Liverpool deny offering manager's job to Roberto Martinez
Roberto Martinez is set for further talks with Liverpool next week, despite claims from Wigan Athletic chairman Dave Whelan that he has already been offered the job.
Liverpool insiders insisted the offer to succeed Kenny Dalglish had not been formally made to the Wigan manager after talks between Martinez and owner John Henry took place in Miami on Thursday.
The 38-year-old Spaniard had interrupted his family holiday in Barbados to meet with Henry and the pair were pictured walking together. Whelan, who has insisted all along his manager will leave with his blessing, however, appears to have jumped the gun when he publicly declared the vacancy had been directly offered to the Martinez.
"He had a very constructive meeting," said Whelan. "They made an offer and he has agreed to consider it.
"I am still not convinced it is a foregone conclusion, because they put their points on the table and Roberto put his. He listened to their points, but I think they also listened to his and I think they are coming to terms with the way English football is run.
"Roberto wants control over football matters and that includes transfers, and if they agree to that, then I can see him becoming the Liverpool manager. If they agree to let Roberto take responsibility for the transfers then I think he will go there and I can see that Liverpool have set their sights on him.
"I think what he has said is, 'thank you for your offer but I only work under the following rules: I have to have complete control of football. That's normally the way in England, that's how we all work'.
"I think they're considering his request and Roberto's considering their offer and they're going to talk again on Tuesday. Hopefully he stays with us but wherever he goes, he's 100 per cent dedicated to that football club. I don't think they realise how hard he works. he is so dedicated to the game of football.
"He is aware that I have said to him I would love to keep him but I need a decision by Wednesday or Thursday and if I have to, I will appoint someone for Wigan Athletic to replace him."
Whelan's suggestion infers Liverpool are still contemplating bringing in a director of football, who would effectively have more power than the manager. This would follow the model they put in place when Dalglish was in charge, where the influential role of director of football was given to Damien Comolli. The Frenchman was the first major figure to leave the Anfield hierarchy when the Fenway Group began their cull in April, as they sought to arrest the club's continued Premier League slide.
Dalglish followed and there has since been a power vacuum at the club, with a list of around 10 names said to have been floated as potential successors to take over as manager.
Liverpool's captain Steven Gerrard last night said he would welcome Martinez if he does get the job at Anfield. "I am aware that Roberto Martinez has been speaking to the club," he said. "Everything I've heard about the guy has been good and positive. We'll have to wait and see what the club decide to do. If he is the manager he's certainly got my support."
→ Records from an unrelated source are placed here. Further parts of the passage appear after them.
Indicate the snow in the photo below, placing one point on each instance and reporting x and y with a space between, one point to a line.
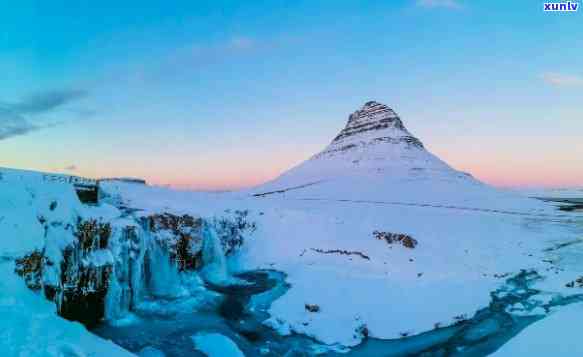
30 327
216 345
469 234
471 237
558 335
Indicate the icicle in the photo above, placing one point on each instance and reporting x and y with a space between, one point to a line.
213 258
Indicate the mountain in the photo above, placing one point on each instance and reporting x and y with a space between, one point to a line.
375 157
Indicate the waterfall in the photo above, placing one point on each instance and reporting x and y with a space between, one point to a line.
213 258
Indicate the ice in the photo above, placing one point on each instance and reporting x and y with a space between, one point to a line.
213 257
216 345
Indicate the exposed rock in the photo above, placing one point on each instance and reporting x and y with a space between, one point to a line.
185 243
575 283
341 252
312 308
391 238
29 268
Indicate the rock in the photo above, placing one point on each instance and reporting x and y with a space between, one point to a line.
312 308
403 239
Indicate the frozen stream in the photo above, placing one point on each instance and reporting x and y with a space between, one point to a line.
238 311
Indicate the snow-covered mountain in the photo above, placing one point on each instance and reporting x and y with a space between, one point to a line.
377 238
375 158
373 142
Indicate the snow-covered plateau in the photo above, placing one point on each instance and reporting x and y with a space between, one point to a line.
384 250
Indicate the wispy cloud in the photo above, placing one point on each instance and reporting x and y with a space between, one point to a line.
562 80
13 124
448 4
17 119
241 43
47 100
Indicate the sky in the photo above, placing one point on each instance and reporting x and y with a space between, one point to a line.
229 94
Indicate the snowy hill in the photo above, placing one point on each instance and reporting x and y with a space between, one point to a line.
377 239
333 223
376 158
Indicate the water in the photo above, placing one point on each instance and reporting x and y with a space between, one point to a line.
237 311
167 325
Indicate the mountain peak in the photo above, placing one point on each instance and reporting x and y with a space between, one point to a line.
373 145
375 123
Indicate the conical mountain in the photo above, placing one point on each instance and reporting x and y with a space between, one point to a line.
374 148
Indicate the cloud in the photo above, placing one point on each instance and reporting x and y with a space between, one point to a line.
47 100
13 124
241 43
448 4
562 80
17 119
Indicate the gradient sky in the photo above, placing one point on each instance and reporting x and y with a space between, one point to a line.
225 94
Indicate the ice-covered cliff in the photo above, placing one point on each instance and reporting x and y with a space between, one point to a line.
97 262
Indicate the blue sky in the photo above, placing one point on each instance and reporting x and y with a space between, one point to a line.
219 94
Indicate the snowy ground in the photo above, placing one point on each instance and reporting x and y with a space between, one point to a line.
397 291
29 325
468 245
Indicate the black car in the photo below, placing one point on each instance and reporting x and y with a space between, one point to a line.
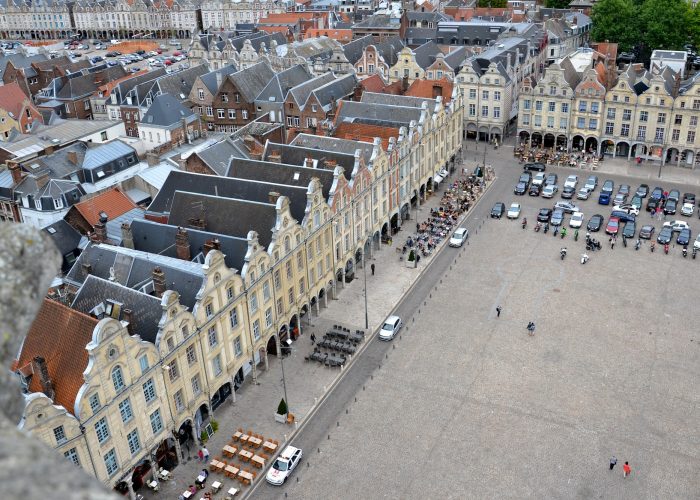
629 230
536 167
646 232
670 207
568 192
683 237
665 235
642 190
595 223
497 210
544 214
535 190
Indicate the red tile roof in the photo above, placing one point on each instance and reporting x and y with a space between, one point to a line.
113 202
59 334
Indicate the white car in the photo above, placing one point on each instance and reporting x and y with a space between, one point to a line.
548 191
459 237
284 465
390 328
576 219
687 209
514 211
571 181
677 225
538 180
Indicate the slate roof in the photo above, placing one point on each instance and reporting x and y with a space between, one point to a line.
228 216
134 269
59 334
228 187
252 80
166 111
156 238
146 309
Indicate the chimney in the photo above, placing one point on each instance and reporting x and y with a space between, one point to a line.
46 384
159 285
127 317
101 228
127 236
72 157
182 244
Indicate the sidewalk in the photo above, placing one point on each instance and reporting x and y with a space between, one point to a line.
308 381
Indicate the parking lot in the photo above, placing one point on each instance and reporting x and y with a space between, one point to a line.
467 405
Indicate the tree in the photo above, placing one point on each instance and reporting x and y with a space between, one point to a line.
616 21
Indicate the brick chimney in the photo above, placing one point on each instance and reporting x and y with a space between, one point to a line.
159 285
46 384
127 236
182 244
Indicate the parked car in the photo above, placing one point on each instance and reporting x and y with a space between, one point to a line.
459 237
642 190
549 191
514 211
647 232
683 237
613 226
665 235
283 466
390 328
576 219
497 210
591 182
567 206
595 223
544 214
568 192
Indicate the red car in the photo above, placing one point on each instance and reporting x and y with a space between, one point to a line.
613 225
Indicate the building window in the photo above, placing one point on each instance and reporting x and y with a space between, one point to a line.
133 439
59 434
125 410
110 459
211 335
156 422
72 455
102 430
149 390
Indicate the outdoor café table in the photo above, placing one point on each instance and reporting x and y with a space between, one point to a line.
254 441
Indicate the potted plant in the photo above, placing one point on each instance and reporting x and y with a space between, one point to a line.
282 410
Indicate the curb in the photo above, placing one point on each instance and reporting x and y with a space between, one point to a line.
343 370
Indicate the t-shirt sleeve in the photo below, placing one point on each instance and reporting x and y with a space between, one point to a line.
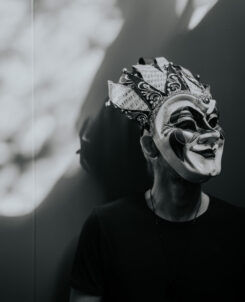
88 267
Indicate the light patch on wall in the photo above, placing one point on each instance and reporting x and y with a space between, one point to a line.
37 134
200 10
180 6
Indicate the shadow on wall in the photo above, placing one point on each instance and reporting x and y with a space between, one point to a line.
215 50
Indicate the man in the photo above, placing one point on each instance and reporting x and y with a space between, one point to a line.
173 242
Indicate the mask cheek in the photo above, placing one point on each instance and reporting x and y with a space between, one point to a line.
202 165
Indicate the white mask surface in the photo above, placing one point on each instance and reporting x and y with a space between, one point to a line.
189 137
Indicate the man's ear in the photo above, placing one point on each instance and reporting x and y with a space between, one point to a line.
148 145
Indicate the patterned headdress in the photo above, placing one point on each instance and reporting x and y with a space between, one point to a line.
140 93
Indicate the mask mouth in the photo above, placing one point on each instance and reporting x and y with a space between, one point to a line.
207 153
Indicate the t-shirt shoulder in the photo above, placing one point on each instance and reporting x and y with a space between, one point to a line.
126 205
226 210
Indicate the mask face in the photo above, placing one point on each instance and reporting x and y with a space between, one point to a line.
189 137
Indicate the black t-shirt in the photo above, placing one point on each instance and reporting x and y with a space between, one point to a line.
127 253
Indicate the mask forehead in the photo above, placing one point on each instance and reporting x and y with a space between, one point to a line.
174 104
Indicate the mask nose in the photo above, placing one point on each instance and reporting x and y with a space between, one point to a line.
209 138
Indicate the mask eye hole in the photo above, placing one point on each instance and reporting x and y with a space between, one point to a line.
213 120
187 125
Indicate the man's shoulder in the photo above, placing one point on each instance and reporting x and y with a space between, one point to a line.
227 210
123 207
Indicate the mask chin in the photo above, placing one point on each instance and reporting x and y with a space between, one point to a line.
189 165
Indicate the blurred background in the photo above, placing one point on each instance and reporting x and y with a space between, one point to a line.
56 57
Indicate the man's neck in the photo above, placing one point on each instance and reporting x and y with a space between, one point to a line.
175 199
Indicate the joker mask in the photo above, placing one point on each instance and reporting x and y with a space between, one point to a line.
189 137
179 111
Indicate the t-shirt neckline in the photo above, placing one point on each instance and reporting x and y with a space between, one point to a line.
161 220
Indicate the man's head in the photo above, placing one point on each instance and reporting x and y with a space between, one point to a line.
179 115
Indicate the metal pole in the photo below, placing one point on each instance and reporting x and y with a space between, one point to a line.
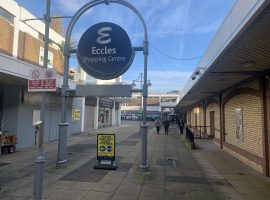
141 81
63 125
62 141
40 159
144 164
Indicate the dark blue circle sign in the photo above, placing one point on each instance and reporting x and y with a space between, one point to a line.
104 51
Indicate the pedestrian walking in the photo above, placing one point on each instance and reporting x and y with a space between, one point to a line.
181 126
166 125
157 125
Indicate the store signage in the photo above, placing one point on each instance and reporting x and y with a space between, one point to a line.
106 147
76 114
104 51
105 103
42 80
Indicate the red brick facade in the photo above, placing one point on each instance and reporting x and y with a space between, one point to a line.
6 35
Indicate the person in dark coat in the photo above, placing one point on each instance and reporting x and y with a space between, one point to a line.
181 126
166 125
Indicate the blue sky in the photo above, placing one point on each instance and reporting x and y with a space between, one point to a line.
179 33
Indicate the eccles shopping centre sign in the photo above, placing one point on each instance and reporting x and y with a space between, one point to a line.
105 51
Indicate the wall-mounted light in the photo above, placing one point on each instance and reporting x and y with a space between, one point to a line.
249 63
223 80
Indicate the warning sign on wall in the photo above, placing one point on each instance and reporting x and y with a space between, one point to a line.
42 80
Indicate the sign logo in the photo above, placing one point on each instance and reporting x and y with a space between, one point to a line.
102 35
105 51
42 80
106 147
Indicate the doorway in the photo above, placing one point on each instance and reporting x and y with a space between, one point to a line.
212 123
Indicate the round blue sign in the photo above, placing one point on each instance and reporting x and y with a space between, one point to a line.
104 51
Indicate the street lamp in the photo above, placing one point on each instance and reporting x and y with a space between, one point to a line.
140 80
The Liverpool striker Luis Suarez has reopened the racism row which dogged his season by describing his eight-match ban as strange and insisting his "conscience is clear".
"The suspension, I suppose, you could call strange and unbelievable," he said. "There was not a single convincing proof that I had done any of the things they accused me of doing. I accepted it without saying anything, obviously because they could have made [the suspension] longer and it would have just made the whole thing continue, but my conscience is completely calm, and so is that of the club."